The Drowned Country
When I read Silver in the Wood I was a bit thrown by an apparent change in the book. It started off as a serious and spooky woodland-based fantasy, and then morphed into a gay romance set against a background of a Victorian-era monster hunter story. With The Drowned Country I knew exactly what to expect, and enjoyed the book a lot more as a result.
If you haven’t read Silver in the Wood, you might want to look away now, as it is hard to talk about the sequel without dropping clues to what happened in the first book.
Having become the Guardian of Greenhollow Wood, Henry Silver has settled into a life of indolence. What else is there to do with his seemingly endless life? Also he is sulking, because Tobias Finch has gone off with Henry’s monster-hunting mother to help her rid the world of evil. How desperately dull, right?

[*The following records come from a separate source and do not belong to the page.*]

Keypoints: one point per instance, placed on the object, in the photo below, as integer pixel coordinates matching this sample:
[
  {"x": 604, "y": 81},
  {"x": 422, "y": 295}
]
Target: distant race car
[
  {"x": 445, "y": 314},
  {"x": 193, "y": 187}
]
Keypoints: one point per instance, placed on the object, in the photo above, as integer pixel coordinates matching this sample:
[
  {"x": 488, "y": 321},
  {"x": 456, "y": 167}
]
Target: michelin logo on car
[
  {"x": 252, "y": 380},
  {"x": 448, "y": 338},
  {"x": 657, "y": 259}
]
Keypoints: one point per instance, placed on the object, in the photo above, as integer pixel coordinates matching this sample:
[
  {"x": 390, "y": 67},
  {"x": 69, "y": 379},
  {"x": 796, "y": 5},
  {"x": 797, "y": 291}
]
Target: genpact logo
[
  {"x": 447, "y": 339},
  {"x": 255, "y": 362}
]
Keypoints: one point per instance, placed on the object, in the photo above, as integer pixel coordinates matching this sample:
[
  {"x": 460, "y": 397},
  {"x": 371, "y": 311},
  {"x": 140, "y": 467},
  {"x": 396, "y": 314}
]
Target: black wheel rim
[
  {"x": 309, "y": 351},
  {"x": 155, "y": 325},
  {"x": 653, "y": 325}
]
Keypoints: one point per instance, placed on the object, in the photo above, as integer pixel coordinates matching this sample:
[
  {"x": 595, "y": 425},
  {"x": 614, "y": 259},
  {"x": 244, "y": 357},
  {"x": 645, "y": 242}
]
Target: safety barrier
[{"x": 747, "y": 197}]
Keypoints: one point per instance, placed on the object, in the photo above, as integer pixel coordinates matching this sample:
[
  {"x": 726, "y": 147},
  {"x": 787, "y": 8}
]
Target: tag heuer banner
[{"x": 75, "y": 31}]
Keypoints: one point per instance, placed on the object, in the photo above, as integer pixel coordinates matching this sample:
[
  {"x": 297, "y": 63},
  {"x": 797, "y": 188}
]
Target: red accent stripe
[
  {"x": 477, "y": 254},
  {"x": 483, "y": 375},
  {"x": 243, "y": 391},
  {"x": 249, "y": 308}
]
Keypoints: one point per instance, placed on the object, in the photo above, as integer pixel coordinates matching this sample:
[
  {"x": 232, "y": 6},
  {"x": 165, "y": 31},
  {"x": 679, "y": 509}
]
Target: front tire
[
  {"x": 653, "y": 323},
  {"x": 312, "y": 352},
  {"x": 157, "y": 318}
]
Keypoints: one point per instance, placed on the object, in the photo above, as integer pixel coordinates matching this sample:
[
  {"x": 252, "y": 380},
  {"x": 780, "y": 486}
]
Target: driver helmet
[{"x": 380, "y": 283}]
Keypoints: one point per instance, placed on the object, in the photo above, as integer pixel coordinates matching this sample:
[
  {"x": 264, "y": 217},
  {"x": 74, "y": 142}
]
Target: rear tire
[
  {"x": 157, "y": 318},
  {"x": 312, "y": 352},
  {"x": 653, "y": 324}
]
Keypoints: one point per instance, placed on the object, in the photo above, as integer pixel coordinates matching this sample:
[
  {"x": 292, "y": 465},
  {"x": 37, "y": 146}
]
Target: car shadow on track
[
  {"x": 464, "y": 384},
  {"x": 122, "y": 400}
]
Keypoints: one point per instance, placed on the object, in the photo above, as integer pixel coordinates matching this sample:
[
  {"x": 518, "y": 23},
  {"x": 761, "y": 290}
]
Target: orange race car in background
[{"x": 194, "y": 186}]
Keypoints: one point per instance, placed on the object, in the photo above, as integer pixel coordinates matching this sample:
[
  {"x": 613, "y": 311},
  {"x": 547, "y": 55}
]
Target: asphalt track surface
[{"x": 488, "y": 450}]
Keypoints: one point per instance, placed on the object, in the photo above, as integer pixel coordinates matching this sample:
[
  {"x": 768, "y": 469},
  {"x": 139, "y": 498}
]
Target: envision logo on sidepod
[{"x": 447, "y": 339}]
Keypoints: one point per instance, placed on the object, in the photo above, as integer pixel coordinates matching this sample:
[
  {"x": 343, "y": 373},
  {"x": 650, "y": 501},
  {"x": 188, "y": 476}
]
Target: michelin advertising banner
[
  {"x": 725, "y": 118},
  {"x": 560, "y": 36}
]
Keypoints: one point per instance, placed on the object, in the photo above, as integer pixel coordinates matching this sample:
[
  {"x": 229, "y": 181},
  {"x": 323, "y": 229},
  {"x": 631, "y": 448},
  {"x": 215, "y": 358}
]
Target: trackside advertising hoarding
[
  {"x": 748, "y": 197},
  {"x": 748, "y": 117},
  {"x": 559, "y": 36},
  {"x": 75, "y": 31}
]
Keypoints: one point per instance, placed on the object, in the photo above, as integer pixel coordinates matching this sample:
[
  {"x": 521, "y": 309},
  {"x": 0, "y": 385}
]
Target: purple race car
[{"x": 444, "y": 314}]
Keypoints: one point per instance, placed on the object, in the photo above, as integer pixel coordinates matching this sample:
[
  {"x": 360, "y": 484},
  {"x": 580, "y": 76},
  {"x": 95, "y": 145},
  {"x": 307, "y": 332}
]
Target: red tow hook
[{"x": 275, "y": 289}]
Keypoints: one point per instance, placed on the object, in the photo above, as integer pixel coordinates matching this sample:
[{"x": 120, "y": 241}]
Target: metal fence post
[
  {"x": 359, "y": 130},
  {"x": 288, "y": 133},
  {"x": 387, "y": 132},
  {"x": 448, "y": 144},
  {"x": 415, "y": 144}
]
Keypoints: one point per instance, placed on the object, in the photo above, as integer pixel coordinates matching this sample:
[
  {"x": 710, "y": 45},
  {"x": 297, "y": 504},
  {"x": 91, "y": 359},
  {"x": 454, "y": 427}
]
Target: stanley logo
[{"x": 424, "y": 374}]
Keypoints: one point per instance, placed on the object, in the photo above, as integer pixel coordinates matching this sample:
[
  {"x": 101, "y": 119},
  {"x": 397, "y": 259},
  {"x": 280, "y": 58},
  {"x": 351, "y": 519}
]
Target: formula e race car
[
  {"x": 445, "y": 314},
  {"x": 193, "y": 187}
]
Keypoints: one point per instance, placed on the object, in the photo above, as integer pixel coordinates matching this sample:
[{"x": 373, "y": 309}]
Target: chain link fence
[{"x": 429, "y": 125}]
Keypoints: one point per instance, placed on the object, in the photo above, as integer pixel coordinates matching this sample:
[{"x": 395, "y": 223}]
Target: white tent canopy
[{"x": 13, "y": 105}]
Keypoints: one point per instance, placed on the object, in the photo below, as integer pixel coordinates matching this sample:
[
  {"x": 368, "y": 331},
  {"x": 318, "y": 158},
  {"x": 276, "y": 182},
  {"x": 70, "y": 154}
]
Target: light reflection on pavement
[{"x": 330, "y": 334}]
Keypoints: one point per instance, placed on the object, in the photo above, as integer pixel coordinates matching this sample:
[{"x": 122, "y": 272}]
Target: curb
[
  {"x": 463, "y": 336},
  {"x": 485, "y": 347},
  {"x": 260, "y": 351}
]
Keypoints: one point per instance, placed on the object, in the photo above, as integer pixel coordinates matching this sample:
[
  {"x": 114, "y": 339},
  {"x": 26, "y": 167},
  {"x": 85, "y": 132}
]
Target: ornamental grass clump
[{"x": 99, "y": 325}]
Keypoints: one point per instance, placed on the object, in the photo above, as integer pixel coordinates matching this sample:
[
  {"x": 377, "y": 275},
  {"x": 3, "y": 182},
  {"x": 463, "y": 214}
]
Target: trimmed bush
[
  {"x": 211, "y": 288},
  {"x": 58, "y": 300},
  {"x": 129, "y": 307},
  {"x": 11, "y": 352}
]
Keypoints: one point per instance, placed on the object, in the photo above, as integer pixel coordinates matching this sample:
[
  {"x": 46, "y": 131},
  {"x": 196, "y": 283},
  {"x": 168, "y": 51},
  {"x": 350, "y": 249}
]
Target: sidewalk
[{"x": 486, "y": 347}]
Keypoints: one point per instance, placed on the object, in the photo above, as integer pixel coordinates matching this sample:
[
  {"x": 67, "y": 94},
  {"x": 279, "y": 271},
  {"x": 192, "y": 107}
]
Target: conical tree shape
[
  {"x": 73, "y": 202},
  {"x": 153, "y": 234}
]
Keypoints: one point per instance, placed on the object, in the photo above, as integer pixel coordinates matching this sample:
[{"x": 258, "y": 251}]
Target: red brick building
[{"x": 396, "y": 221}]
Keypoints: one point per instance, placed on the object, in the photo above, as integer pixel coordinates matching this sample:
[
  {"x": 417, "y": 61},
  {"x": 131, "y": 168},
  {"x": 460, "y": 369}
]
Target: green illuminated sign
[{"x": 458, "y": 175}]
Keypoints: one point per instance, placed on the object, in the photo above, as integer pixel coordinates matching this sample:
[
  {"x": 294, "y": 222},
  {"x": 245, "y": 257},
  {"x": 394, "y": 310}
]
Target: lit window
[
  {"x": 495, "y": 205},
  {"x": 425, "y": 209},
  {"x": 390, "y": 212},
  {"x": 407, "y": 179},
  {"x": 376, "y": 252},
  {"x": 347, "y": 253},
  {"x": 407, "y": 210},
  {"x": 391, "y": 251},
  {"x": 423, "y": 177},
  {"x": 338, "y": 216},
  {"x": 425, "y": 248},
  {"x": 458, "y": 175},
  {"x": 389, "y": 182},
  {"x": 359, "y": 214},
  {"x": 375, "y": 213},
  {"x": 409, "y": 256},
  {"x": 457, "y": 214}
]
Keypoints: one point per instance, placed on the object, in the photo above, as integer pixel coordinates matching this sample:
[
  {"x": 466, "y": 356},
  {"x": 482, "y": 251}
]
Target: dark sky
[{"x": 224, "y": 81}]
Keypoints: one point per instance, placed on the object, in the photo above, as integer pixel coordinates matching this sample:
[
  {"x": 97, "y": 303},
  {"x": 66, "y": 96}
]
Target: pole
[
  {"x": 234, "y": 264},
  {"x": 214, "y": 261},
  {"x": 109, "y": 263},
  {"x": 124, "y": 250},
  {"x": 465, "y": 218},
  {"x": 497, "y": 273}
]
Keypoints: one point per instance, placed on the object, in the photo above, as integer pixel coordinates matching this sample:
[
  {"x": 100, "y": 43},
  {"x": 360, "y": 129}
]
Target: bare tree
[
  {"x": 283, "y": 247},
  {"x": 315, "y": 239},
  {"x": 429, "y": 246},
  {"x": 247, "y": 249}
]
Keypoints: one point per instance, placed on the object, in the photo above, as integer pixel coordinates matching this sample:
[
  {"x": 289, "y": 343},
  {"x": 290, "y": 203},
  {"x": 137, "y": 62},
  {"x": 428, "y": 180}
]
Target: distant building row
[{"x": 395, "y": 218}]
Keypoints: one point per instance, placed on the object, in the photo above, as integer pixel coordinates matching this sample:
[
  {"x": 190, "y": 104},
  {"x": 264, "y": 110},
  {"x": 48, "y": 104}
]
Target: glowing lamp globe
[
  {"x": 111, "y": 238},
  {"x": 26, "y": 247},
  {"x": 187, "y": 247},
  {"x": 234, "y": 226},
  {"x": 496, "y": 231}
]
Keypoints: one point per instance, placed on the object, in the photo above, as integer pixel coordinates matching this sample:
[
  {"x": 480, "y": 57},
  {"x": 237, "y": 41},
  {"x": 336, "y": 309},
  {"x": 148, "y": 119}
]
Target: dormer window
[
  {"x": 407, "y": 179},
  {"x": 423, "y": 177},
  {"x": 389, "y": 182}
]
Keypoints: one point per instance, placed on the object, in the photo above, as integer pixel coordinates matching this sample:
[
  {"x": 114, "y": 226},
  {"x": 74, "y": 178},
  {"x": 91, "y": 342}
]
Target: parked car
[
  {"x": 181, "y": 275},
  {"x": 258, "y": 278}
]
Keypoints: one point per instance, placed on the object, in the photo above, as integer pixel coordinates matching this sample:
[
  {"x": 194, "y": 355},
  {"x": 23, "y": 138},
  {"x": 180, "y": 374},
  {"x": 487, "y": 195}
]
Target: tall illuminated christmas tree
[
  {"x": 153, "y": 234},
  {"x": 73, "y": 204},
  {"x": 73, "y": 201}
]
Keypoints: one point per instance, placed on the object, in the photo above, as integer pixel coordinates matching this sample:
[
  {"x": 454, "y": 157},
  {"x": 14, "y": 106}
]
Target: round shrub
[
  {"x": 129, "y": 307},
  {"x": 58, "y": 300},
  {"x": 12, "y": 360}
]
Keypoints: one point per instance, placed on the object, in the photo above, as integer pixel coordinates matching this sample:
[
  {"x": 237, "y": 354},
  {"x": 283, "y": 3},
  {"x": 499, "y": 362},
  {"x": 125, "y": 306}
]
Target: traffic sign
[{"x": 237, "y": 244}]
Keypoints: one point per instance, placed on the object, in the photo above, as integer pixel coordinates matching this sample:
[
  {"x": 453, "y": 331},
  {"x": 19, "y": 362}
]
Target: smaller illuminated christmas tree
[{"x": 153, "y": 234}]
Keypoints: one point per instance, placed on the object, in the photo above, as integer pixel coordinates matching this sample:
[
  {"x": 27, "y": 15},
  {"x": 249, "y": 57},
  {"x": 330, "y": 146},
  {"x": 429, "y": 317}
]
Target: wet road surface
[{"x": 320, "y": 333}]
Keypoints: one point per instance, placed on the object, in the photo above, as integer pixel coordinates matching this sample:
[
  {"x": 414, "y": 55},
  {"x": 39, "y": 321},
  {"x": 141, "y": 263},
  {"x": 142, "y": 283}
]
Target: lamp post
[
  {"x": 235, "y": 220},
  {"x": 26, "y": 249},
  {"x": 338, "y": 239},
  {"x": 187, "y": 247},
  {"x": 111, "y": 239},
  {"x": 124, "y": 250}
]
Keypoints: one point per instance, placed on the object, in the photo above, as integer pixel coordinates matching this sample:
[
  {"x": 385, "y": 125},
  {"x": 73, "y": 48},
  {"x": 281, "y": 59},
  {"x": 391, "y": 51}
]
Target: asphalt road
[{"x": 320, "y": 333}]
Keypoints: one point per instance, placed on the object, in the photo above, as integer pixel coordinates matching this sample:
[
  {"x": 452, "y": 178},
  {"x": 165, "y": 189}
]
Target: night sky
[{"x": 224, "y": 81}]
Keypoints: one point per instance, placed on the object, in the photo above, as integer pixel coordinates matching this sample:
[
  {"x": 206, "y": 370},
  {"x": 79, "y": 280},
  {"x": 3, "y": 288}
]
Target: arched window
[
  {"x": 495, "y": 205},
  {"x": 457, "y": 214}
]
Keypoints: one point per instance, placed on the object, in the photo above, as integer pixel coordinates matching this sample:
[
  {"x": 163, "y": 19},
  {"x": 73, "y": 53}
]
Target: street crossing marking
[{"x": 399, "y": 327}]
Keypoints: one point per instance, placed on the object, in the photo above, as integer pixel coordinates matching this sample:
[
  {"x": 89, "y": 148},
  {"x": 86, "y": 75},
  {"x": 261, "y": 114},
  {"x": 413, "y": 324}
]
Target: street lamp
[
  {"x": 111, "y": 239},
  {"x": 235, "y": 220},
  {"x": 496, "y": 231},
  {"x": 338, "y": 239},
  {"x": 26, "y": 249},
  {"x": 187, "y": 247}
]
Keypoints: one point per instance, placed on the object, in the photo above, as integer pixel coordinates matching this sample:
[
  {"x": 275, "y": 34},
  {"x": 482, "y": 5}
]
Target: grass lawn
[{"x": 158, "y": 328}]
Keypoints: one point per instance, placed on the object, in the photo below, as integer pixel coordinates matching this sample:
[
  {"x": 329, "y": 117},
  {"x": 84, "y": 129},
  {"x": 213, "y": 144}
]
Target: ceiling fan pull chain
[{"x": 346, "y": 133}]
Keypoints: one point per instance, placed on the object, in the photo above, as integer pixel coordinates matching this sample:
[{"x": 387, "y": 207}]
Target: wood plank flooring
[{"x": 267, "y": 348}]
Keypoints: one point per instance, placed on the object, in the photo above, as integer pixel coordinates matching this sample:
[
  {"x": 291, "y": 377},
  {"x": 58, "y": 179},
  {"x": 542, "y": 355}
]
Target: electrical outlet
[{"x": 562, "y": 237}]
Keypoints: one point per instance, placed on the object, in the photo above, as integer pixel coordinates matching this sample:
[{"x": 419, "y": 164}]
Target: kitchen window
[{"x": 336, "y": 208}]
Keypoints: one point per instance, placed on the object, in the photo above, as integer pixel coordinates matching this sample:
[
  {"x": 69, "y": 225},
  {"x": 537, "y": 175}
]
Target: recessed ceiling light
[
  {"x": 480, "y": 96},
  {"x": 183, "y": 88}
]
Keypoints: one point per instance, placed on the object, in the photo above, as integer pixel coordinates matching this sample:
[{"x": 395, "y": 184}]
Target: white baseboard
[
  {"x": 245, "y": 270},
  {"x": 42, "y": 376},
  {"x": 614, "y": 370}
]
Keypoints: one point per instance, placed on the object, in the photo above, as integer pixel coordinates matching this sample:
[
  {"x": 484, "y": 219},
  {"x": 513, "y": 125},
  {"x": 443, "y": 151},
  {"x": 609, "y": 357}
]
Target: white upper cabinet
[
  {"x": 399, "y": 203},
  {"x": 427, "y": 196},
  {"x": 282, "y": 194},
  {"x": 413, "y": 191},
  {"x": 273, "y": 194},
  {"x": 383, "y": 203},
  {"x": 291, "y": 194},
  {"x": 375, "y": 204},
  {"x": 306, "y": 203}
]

Oh dear, Henry. Fortunately salvation is at hand, in the form of a visit from his mother. Adela Silver has a particularly complex case. A young woman has been abducted by a vampire. She and Tobias need help. Would Henry kindly agree to provide it?
Things don’t go entirely as planned. Indeed, it would be fair to say that they don’t go at all as planned. Unless, of course, Mrs. Silver had some cunning scheme of her own to get Henry back on his feet.
Mostly, I think, Tesh is just having fun. That’s fine. However, she did an interesting interview for Breaking the Glass Slipper in which she talked a bit about how Henry and Tobias differed in their approach to acquiring magical power. The two novellas are as much a character study as anything else.
Personally I’d quite like a book about Adela Silver, Monster Hunter. But then again I’d also like to see Tesh do something that uses her Classicist background, because she certainly understands Greek goddesses.